In early 2020, storms Ciara, Dennis and Jorge – three major events within a month or so – collectively caused many £millions of damage across the north of England and to the waterways network specifically. Structures that had once withstood 200+ years of weather were wiped out as though made of straw and sand, as they had been during the devastating floods on Boxing Day 2015 that had ravaged the Calder Valley (and its waterways) just a few years before.
Most recently, in August 2020, our thoughts turned to our counterparts in Scottish Canals when the embankment carrying the Union Canal breached following intense local rainfall and severe flooding, closing the adjacent Edinburgh to Glasgow railway line for several weeks. This was a reminder that much of the nation’s critical infrastructure is interdependent with the very first national infrastructure network, our historic waterways.

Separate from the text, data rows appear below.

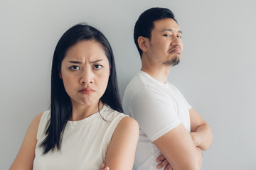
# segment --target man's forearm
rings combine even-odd
[[[207,123],[198,126],[195,132],[191,132],[191,136],[195,145],[203,150],[207,150],[213,140],[212,130]]]

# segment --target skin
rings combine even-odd
[[[101,45],[83,40],[71,47],[62,61],[60,78],[71,99],[70,120],[84,119],[97,113],[110,76],[108,60]],[[37,143],[36,135],[42,113],[31,122],[21,149],[10,169],[32,169]],[[129,117],[123,118],[114,131],[102,169],[132,169],[139,125]]]
[[[172,60],[181,58],[182,32],[171,18],[154,22],[150,38],[139,37],[138,44],[142,50],[142,70],[156,80],[166,83]],[[203,157],[201,149],[208,149],[213,141],[210,126],[193,108],[189,110],[191,132],[181,123],[160,137],[154,144],[162,153],[156,162],[157,168],[170,169],[200,169]],[[175,140],[173,140],[175,139]]]

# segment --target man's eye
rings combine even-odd
[[[78,66],[71,66],[70,68],[72,70],[78,70],[80,69]]]
[[[100,65],[100,64],[96,64],[94,66],[94,68],[96,69],[99,69],[100,68],[102,68],[102,65]]]

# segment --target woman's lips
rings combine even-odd
[[[85,89],[82,89],[82,90],[79,91],[79,92],[80,92],[83,94],[93,94],[95,91],[91,88],[85,88]]]

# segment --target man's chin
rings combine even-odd
[[[178,56],[176,56],[175,58],[171,60],[167,60],[163,64],[166,66],[174,67],[177,65],[179,62],[180,62],[180,58]]]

While the effects of storms are dramatic, heavy rain isn’t the only climate challenge facing the waterways. Long, dry spells can also be a serious problem causing earth structures to dry out and increase their vulnerability to erosion, especially when followed by intense rainfall when the weather breaks.
Notwithstanding the huge amount of care our professional and dedicated colleagues and volunteers take to inspect, monitor and look after our very old infrastructure, changing climatic patterns mean that it is more exposed than ever before.
We believe that there needs to be a step change in the scale of expenditure on high risk infrastructure – such as reservoirs, culverts, embankments, and cuttings – over the next five years or so, if we are to keep pace with the growing incidence of extreme weather and ensure that these highly-valued waterways remain available for people to enjoy and safe for the communities they run through.
Undertaking the vital work to increase the resilience of our waterways over the next few years will require an additional investment of the order of £200million. Our finances are limited and, as well as stretching our resources considerably, there is an immediate role for Government in supporting the programme of additional spend.
The implications and threats of climate change, and tackling this critical issue in years ahead, will also be a factor in the Government’s review of future grant funding for the Trust and our waterways network in England and Wales beyond 2027.
It is vital that levels of grant funding are sustained over the long term to meet the ongoing need for significantly higher infrastructure funding, in addition to ensuring that the everyday enjoyment of the millions who use and value our canals, river and towpaths can continue now and in the future.